← May 5, 2026 edition

mangodesk

RL environments for software engineering

MangoDesk Wants to Grade Your AI's Homework Before You Ship It

The Macro: The Eval Crisis Is Real and Getting Worse

Here is something that does not get talked about enough in the AI hype cycle: the models are getting better, but the methods for testing them are stuck in 2023.

Every team building on top of foundation models faces the same problem. You fine-tune a model or build an agent, and then you need to figure out if it actually works. Not “does it pass a benchmark” but “does it do the right thing in the specific situations our users will encounter.” That requires custom evaluations. Custom evals require custom data. Custom data requires annotation pipelines. And annotation pipelines are, to put it bluntly, a nightmare to build and maintain.

The market for data labeling and annotation is projected to reach $13.7 billion by 2030. Companies like Scale AI, Labelbox, and Snorkel have built significant businesses around this need. But those platforms were designed primarily for the training phase. The post-training evaluation and RLHF data generation workflow is a different animal, and most teams are cobbling it together with spreadsheets, contractor marketplaces, and a lot of manual effort.

The painful irony is that AI teams spend a shocking amount of their time on work that is not building AI. They are building data infrastructure, writing annotation guidelines, managing quality control, debugging labeling inconsistencies. It is the plumbing problem that every infrastructure startup eventually tries to solve: the work behind the work is where all the time goes.

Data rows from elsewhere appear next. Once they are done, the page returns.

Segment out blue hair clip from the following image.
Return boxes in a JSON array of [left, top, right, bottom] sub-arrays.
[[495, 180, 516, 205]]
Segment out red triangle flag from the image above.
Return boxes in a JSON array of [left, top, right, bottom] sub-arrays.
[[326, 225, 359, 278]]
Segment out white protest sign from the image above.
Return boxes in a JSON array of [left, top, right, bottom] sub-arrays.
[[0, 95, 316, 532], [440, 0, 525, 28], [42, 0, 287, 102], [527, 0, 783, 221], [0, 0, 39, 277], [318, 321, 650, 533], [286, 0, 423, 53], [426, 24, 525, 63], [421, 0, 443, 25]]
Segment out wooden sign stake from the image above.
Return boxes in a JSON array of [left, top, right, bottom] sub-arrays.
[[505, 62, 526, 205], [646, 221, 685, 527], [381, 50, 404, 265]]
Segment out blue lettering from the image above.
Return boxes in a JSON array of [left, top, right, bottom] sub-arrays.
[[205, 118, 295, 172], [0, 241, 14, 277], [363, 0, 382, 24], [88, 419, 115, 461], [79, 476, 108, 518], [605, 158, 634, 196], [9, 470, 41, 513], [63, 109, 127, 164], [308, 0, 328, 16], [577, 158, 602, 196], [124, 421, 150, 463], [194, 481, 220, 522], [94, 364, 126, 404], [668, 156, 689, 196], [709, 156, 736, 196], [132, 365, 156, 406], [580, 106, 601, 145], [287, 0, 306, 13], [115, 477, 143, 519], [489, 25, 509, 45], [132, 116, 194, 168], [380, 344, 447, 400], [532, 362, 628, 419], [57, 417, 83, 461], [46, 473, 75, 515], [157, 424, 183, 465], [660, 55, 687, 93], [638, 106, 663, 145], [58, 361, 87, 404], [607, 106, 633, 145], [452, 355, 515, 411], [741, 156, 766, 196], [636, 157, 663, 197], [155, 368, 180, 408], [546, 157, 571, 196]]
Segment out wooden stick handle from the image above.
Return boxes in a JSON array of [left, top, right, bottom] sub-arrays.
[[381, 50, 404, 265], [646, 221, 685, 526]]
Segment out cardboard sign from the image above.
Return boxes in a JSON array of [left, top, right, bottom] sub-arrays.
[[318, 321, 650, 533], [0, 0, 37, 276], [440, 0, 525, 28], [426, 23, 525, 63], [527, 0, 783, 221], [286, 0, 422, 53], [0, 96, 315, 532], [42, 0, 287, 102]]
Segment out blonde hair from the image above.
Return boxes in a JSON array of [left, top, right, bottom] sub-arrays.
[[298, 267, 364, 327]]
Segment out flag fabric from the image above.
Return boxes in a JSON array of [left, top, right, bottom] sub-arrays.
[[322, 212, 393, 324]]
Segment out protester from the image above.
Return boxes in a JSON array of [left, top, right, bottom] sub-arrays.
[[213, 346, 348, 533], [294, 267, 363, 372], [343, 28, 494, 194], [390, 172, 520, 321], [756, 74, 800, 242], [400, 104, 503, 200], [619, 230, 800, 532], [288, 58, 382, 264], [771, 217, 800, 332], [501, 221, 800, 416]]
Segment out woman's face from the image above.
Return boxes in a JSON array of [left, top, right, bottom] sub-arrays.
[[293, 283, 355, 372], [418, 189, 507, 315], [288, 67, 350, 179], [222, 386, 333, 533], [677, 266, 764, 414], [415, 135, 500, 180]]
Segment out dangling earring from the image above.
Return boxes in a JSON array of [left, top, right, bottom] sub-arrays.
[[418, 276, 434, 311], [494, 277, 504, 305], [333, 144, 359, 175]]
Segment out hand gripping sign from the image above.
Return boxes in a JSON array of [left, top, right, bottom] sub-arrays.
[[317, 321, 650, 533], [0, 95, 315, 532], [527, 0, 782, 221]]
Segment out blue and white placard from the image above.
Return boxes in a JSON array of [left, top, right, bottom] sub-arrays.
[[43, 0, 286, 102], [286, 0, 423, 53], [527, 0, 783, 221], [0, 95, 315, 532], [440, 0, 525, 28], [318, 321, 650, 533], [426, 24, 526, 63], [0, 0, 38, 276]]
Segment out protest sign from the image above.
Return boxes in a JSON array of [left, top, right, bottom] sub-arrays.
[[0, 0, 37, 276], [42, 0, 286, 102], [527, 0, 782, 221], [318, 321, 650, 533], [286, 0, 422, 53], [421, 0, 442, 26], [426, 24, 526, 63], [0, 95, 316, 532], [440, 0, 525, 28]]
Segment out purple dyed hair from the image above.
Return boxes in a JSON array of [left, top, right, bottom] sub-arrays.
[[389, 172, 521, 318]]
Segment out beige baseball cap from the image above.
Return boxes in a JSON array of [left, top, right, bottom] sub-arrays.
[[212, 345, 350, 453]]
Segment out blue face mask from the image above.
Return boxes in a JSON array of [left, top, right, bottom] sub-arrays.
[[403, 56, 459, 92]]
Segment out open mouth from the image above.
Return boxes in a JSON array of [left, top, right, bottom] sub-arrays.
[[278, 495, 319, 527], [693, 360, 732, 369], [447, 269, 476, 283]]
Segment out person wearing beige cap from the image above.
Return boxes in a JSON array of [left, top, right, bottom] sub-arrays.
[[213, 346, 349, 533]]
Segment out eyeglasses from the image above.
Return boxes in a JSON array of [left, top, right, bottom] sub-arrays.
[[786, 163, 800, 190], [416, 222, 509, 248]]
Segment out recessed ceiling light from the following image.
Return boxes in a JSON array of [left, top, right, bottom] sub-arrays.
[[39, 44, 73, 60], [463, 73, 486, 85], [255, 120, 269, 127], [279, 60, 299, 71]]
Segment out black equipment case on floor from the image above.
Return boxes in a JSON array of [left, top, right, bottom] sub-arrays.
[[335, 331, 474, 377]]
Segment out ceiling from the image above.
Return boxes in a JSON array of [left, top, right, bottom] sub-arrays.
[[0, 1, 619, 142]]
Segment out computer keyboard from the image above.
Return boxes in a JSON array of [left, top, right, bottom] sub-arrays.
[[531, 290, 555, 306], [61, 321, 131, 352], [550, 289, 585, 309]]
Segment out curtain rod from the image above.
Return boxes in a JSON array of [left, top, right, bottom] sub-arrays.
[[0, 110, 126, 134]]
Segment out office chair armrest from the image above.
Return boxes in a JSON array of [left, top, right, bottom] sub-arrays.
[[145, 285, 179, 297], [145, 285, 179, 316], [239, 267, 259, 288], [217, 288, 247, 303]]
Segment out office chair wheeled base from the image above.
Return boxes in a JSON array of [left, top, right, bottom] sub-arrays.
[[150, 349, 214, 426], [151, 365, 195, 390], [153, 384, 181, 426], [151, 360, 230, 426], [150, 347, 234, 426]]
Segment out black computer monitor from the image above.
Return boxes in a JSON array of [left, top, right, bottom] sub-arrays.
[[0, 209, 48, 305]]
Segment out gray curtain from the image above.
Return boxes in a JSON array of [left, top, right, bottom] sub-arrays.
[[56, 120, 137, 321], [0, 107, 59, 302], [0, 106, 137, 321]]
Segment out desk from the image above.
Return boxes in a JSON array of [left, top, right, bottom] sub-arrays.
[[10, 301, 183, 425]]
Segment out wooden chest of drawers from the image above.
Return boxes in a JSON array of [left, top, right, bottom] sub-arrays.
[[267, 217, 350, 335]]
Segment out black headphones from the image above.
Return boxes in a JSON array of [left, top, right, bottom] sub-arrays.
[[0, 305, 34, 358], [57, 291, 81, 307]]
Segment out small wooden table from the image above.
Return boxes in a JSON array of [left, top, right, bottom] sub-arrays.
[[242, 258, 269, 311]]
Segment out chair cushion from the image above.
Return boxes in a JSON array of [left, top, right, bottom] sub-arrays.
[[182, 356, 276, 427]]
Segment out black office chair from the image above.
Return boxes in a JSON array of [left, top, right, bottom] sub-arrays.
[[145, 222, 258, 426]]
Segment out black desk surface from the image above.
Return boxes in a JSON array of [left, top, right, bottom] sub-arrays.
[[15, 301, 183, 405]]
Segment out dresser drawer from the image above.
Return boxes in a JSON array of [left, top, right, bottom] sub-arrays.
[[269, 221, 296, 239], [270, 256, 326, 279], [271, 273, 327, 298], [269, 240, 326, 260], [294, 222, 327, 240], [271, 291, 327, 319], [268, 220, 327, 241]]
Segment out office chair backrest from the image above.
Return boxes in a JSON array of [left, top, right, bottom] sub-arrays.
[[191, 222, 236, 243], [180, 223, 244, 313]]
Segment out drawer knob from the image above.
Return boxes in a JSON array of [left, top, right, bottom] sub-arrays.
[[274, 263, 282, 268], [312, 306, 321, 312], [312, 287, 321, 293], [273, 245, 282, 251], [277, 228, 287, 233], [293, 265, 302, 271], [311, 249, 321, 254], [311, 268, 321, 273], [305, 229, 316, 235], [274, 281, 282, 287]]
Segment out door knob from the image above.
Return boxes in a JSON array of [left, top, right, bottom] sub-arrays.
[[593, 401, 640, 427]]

Braintrust, Patronus AI, and Humanloop are all attacking pieces of this problem. Braintrust focuses on eval frameworks. Patronus focuses on testing for hallucinations and compliance. Humanloop focuses on the prompt engineering workflow. But the annotation pipeline itself, the actual generation of bespoke evaluation data, remains largely manual at most companies.

The Micro: A Scale AI Alum and a Seven-Figure Founder, Building Data Plumbing

MangoDesk was founded by Ankith Subramanya and Ananth Subramanya. Ankith was previously a software engineer at Scale AI, which means he saw firsthand how the largest data annotation company in the world operates and where the gaps are. Ananth previously founded Lumio, a software firm that hit seven-figure revenue. They came through Y Combinator’s Summer 2025 batch, are based in San Francisco, and currently have two people on the team.

The pitch is that MangoDesk helps AI teams accelerate the creation of custom evals and post-training data by generating bespoke annotation pipelines in seconds. Not hours. Not days. Seconds. You describe what you need evaluated, and the platform generates the pipeline for you.

I want to be careful about the “seconds” claim because pipeline generation and pipeline quality are different things. I can generate a bad annotation pipeline in seconds too. The value is entirely in whether the generated pipelines produce data that is actually useful for improving model performance. That said, even a 70% automated pipeline that gets refined manually is a massive improvement over building everything from scratch.

The Scale AI background matters here more than it might seem. Scale is the gorilla in the room for data labeling, but their platform is optimized for large-scale training data, not the fast-iteration eval cycles that post-training teams need. If you are fine-tuning a model and need to test 15 different failure modes with bespoke evaluation criteria for each, Scale’s workflow is overkill. You do not need a 500-person annotation workforce. You need a smart pipeline that understands your specific problem and generates the right test data quickly.

MangoDesk is also hiring a founding engineer at $100K to $200K with 0.50% to 1.50% equity, which tells you they are in early-stage building mode. The product exists. The traction story is still forming.

The competitive positioning is interesting. They are not trying to replace Scale AI or Labelbox for training data. They are going after the eval and post-training data workflow specifically, which is a narrower but potentially stickier wedge. Once a team’s eval infrastructure depends on your platform, switching costs are real.

The Verdict

I think MangoDesk is solving a real problem that most people outside of ML engineering do not even know exists. The eval bottleneck is genuine, and the manual nature of current annotation workflows is a drag on every team shipping AI products.

What I would want to see at 30 days: concrete examples of the generated pipelines and how they compare to hand-built alternatives. “Seconds instead of weeks” is a compelling headline, but the actual quality of the generated data is the only metric that matters.

At 60 days: how they handle edge cases. The easy evals are easy for a reason. The value shows up when a team needs to evaluate something subtle, something domain-specific, something that requires understanding context that is hard to specify in a prompt.

At 90 days: retention. Developer tools live and die on whether teams keep using them after the initial setup. If teams build their pipelines with MangoDesk and then never come back, the business model has a ceiling. If they keep iterating through the platform, there is a real SaaS business here.

The Scale AI alumni connection gives them credibility in a space where credibility matters. Whether they can convert that into a product that teams reach for repeatedly is the whole question.